Friday, January 1, 2016

Eversource: Unintended consequences of a name change.

Prologue:

I wrote a draft of this blog entry while working a problem with automatic bill payment through Ally Bank, but never published it because I wasn't sure there was value to others in my doing so.  Today, I've decided to update and publish the entry as background for a larger article I'm working on that details the ongoing problems with the Bill Pay service on offer from Ally Bank.

The particular problem I had seems to be re-occurring, this time with a different back end provider for Ally Bank.  That situation will be detailed in a subsequent Article.  So this one is more relevant for an inventory of what can go wrong, and what did go wrong in the past.

Background:

Following excellent financial advice, I'm trying to put as much of my financial management on auto-pilot.  One way to do this is to have my bank auto-pay my bills.  My bank even has the ability to say, "If the bill is larger than X don't pay more."  I think that's a really good safeguard.

The Problem:

Starting 22 May 2015,  auto-pay broke for Eversource, formerly NSTAR.
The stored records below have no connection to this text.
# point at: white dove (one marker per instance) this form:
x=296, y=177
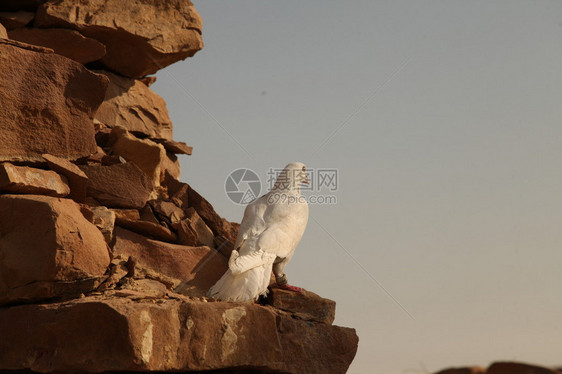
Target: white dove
x=271, y=228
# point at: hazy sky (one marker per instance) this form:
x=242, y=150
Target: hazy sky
x=443, y=119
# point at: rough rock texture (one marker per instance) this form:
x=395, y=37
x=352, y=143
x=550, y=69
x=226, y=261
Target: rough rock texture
x=76, y=178
x=176, y=334
x=148, y=155
x=56, y=102
x=306, y=305
x=68, y=43
x=119, y=185
x=114, y=278
x=15, y=20
x=152, y=36
x=23, y=179
x=196, y=268
x=130, y=104
x=52, y=252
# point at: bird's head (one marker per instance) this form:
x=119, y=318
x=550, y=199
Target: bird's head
x=292, y=176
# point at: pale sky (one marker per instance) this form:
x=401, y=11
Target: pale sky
x=443, y=119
Here is what I experienced:

I got email from Ally Bank saying they could not sign onto NSTAR to fetch my bill.
I signed on and confirmed that.
I signed onto NSTAR and thought I could easily solve the problem.

When I signed onto the NSTAR web site, I was taken to the Eversource migration assistant to create a new account on the Eversource web site.  This annoyed me.  If a company is going to change who they outsourced my services to, they should migrate their database and I should not have to be involved.

However, having said that, I would have to agree that service providers should not keep my passwords in clear text for migration. So if they can't migrate my encrypted identity, then ok, send me to a migration page to create new credentials that can be verified but NOT dumped back out in the clear.

I signed back on to my Ally Bank, and re-ran the account verification.  This time it said it was successful.

Except it wasn't.

Multiple times running the verify sign-on, all successful.
But every time I went back to my list of payees: "Please verify sign-on."

Ally Bank's solution: Delete and re-create the payee.
I did that, and along the way I saw they'd not fixed the bug I reported last year when I created the payee the first time.

If your payee database recognizes my payee do NOT make me supply the address and telephone number.  You have it.  Use it.

Anyway, I re-created the payee.
Same problem: Verify -> Success reported -> Please Verify.

Ally Bank's solution: Create a custom payee.
I pointed out that only payees known in their database can do auto-pay so this
was a non-solution.

Here is what I think is going on:

Ally Bank tried to get my bill this month and hit the migration assistant.
When I migrated my account basic login became possible.
But NSTAR changed where my bank needed to go to fetch bills.
The third party system used by my bank does not have an updated record for how to fetch ebills from Eversource.

So auto-pay is broken until the bill paying service updates their database to deal with how NSTAR changed to Eversource behind the scenes and broke it.

Next time you change your name, think about the consequences and get everybody on the same page.

Epilogue:

After several conversations with several supervisors, on 9 June, my problem went to my Ally Bank's Executive Resolution group, but still required multiple emails and calls to get them to admit they were actually working with their third party billing back end provider to fix the problem.

When I received an email from Ally Bank saying they'd fixed the problem, I had to forward them the failure email received on 24 June showing things were still broken and that they didn't know it. Finally, on 26 June I got email from the Ally Bank auto-pay system showing a successful restart of the service that broke on 22 May.

I wonder how many users of my bank's auto-pay simply took their business elsewhere through the month of June while I foolishly worked at dragging them, kicking and screaming to a fix for a broken service.

Future topics I'm considering:


  • EDI is not hard but Checkfree and nationalgrid refuse to play well together.
  • nationalgrid online payments are all about their convenience and never about my protection.
  • Online Banking usability considerations.